Ini Susunan Konstruksi Jembatan Bojonegoro-Blora Senilai Rp 97 Miliar

infoblora.com on Jul 1, 2020 | 1:30 PM

Bupati Bojonegoro Dr. Hj. Anna Muawanah dan Wakil Bupati Blora H. Arief Rohman, M.Si mendapatkan penjelasan desain gambar konstruksi jembatan Luwihaji-Medalem dari Kepala Dinas DPUBMPR Bojonegoro. (foto: dok-ib)
BLORA. Kerjasama Pemkab Bojonegoro (Jatim) dengan Pemkab Blora (Jateng) dalam proyek pembangunan Jembatan penghubung Luwihaji (Ngraho) menuju Medalem (Kradenan) resmi dimulai Rabu (1/7/2020) yang ditandai dengan ground breaking oleh Bupati Bojonegoro dr. Hj.
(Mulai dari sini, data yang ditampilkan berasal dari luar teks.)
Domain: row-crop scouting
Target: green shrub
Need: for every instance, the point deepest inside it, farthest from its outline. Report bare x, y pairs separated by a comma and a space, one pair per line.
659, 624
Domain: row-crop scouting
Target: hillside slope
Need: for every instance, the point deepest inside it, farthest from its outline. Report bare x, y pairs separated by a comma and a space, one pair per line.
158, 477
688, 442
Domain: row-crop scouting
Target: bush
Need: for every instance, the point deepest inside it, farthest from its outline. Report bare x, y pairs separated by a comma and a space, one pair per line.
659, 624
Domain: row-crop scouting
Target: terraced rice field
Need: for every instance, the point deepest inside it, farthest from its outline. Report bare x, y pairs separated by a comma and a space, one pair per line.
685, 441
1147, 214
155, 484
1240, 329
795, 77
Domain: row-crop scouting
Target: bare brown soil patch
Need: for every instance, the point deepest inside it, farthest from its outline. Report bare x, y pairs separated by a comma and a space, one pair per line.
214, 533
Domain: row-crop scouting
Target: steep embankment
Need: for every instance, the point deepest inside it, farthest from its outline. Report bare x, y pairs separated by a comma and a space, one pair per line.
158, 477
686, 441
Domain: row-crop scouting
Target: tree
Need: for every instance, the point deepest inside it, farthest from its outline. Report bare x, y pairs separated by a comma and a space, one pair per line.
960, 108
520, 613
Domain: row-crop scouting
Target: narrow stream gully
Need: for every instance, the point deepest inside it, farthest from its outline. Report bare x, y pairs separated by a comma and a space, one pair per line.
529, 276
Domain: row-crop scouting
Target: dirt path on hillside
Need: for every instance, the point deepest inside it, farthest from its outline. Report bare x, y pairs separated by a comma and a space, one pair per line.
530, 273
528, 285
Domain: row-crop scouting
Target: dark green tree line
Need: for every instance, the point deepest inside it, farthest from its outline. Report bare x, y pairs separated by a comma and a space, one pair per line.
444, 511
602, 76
Anna Muawanah, dan Wakil Bupati Blora H. Arief Rohman, M.Si.

Dalam acara tersebut, Kepala Dinas Pekerjaan Umum, Bina Marga, dan Penataan Ruang (DPUBMPR) Kabupaten Bojonegoro, Retno Wulandari ST, dalam laporannya menyampaikan susunan konstruksi fisik jembatan yang akan dibangun dengan anggaran 97 miliar rupiah.
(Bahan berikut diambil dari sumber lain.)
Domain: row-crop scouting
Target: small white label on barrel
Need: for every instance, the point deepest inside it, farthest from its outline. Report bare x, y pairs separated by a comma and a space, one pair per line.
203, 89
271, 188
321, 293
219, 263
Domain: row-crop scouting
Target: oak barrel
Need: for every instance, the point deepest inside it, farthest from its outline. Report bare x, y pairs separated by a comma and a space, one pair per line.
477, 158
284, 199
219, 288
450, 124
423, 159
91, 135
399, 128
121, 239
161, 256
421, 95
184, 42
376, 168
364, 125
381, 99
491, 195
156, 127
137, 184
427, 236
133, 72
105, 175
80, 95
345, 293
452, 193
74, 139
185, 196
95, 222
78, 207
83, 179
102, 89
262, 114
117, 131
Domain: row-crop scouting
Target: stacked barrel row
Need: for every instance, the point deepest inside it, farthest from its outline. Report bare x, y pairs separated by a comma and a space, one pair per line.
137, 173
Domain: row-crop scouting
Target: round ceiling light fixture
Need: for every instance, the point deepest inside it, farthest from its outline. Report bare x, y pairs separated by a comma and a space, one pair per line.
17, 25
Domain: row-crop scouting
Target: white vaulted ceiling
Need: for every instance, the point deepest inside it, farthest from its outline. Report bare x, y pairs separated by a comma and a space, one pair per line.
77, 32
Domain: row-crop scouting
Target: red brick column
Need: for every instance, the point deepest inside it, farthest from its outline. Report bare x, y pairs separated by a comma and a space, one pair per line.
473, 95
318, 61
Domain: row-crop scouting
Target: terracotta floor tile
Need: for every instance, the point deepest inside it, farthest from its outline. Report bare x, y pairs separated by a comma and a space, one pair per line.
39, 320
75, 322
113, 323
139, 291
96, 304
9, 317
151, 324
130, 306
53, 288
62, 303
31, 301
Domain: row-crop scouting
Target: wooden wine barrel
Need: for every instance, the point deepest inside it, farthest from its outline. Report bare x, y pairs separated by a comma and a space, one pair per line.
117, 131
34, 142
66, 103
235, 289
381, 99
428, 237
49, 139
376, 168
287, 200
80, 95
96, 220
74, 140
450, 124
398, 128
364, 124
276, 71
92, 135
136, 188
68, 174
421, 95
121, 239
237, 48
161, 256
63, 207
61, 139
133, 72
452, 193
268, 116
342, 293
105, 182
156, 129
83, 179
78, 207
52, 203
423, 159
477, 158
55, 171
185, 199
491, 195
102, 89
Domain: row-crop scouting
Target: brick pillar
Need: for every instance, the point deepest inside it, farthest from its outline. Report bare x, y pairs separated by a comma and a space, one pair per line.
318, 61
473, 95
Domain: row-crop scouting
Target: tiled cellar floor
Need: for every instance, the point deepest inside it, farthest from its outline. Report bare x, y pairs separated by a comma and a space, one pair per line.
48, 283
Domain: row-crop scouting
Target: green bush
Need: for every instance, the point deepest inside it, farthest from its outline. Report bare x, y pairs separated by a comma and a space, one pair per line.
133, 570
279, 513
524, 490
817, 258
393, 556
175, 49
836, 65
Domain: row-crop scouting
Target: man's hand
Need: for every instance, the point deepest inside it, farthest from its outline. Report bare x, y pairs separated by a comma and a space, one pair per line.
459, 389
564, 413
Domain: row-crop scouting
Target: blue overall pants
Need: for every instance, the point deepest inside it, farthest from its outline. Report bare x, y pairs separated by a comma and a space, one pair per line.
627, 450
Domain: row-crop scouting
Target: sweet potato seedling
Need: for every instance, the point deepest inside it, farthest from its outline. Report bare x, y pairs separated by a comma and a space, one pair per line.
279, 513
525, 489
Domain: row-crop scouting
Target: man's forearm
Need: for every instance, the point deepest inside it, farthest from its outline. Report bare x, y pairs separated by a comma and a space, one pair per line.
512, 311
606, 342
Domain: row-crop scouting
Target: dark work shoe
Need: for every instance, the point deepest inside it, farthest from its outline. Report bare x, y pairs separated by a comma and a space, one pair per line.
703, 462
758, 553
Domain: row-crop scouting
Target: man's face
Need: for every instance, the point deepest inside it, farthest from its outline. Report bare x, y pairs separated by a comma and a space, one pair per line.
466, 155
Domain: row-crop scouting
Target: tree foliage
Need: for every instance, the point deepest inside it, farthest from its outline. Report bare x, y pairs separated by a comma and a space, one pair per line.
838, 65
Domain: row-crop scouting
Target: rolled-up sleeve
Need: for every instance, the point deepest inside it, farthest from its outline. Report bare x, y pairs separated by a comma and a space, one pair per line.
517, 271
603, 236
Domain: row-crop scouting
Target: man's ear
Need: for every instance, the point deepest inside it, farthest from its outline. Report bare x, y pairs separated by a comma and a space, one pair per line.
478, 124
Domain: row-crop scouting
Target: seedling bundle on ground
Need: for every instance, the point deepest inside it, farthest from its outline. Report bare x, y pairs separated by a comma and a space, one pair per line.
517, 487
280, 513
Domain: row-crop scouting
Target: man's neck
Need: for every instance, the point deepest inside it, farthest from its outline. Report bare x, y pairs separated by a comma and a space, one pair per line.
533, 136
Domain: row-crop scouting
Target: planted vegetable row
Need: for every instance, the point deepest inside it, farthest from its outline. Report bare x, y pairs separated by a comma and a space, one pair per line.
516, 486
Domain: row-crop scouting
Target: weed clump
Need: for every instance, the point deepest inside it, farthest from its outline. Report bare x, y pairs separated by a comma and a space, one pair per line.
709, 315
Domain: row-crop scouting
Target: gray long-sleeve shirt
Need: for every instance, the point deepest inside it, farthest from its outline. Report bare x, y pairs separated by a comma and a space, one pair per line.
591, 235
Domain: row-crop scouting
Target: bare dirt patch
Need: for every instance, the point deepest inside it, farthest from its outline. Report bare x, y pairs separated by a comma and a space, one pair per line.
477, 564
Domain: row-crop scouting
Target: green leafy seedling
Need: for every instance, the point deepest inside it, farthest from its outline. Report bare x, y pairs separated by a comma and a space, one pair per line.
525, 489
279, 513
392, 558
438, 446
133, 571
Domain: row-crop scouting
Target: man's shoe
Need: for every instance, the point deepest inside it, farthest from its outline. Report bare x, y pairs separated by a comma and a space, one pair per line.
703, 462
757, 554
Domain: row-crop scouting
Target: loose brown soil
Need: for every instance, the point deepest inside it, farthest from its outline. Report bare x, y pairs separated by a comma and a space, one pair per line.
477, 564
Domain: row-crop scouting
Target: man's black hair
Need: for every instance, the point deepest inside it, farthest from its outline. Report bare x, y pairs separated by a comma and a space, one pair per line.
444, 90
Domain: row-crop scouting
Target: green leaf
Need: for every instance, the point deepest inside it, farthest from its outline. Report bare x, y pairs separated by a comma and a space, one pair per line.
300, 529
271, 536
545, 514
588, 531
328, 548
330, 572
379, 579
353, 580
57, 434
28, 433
“Jembatan Luwihaji-Medalem dibangun dengan anggaran dari APBD tahun 2020 dari Kabupaten Bojongoro dan Kabupaten Blora dengan total pagu anggaran Rp. 97.632.864.000,” ucap Retno Wulandari ST.

Menurutnya jembatan ini akan membentang sepanjang 220 meter, yang akan terdiri dari 4 pilar konstruksi tiang pancang baja beton bertulang dengan menggunakan rangka baja. Lebar jembatan keseluruhan menurutnya adalah 9 meter, untuk jalan 7 meter, sehingga kanan kiri terdapat trotoar pejalan kaki masing-masing satu meter.
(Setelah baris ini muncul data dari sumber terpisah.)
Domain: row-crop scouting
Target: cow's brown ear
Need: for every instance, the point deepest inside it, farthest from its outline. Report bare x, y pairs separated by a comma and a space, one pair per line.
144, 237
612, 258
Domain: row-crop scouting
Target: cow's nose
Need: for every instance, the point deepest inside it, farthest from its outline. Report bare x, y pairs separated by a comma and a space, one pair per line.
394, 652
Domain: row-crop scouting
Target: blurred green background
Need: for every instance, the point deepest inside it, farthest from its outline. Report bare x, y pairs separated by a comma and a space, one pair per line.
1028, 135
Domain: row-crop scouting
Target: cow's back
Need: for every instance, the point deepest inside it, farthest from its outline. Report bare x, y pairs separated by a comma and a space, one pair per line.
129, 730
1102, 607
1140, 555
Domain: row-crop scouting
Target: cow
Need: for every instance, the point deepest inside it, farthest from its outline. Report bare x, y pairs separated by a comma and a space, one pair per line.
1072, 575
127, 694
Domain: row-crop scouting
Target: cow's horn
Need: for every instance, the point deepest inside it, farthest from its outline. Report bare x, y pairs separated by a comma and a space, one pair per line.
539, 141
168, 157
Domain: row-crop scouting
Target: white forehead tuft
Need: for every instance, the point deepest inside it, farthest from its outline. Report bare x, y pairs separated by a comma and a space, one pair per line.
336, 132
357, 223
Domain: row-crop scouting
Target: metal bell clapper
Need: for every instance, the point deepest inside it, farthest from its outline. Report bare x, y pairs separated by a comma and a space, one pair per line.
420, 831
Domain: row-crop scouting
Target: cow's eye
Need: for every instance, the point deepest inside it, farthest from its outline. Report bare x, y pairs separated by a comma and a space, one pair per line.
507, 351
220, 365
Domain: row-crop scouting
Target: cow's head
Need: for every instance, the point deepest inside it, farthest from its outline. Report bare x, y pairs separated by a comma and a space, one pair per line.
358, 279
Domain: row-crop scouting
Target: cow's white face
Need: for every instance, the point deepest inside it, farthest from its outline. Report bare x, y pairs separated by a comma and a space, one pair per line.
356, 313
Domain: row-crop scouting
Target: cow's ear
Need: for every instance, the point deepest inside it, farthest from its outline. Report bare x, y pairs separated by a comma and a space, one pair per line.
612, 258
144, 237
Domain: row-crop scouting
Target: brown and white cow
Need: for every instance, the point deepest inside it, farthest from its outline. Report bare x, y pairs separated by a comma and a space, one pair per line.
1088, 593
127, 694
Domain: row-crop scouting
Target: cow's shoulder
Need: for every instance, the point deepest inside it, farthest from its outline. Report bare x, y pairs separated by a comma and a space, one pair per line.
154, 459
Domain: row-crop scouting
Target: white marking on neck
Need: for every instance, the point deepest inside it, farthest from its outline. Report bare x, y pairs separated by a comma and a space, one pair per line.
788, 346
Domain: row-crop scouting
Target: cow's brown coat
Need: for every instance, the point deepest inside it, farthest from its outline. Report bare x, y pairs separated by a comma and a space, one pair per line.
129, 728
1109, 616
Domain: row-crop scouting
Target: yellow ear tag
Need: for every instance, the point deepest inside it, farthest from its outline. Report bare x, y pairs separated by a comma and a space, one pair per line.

(( berita sebelumnya, klik - Bojonegoro dan Blora Gelar Ground Breaking Pembangunan Jembatan Antar Provinsi ))

“Selain jembatan, menurutnya dalam proyek ini juga dilakukan pembangunan perkerasan jalan akses menuju jembatan dengan rigid beton bertulang selebar 7,5 meter, baik dari wilayah Blora maupun Bojonegoro,” tambah Retno.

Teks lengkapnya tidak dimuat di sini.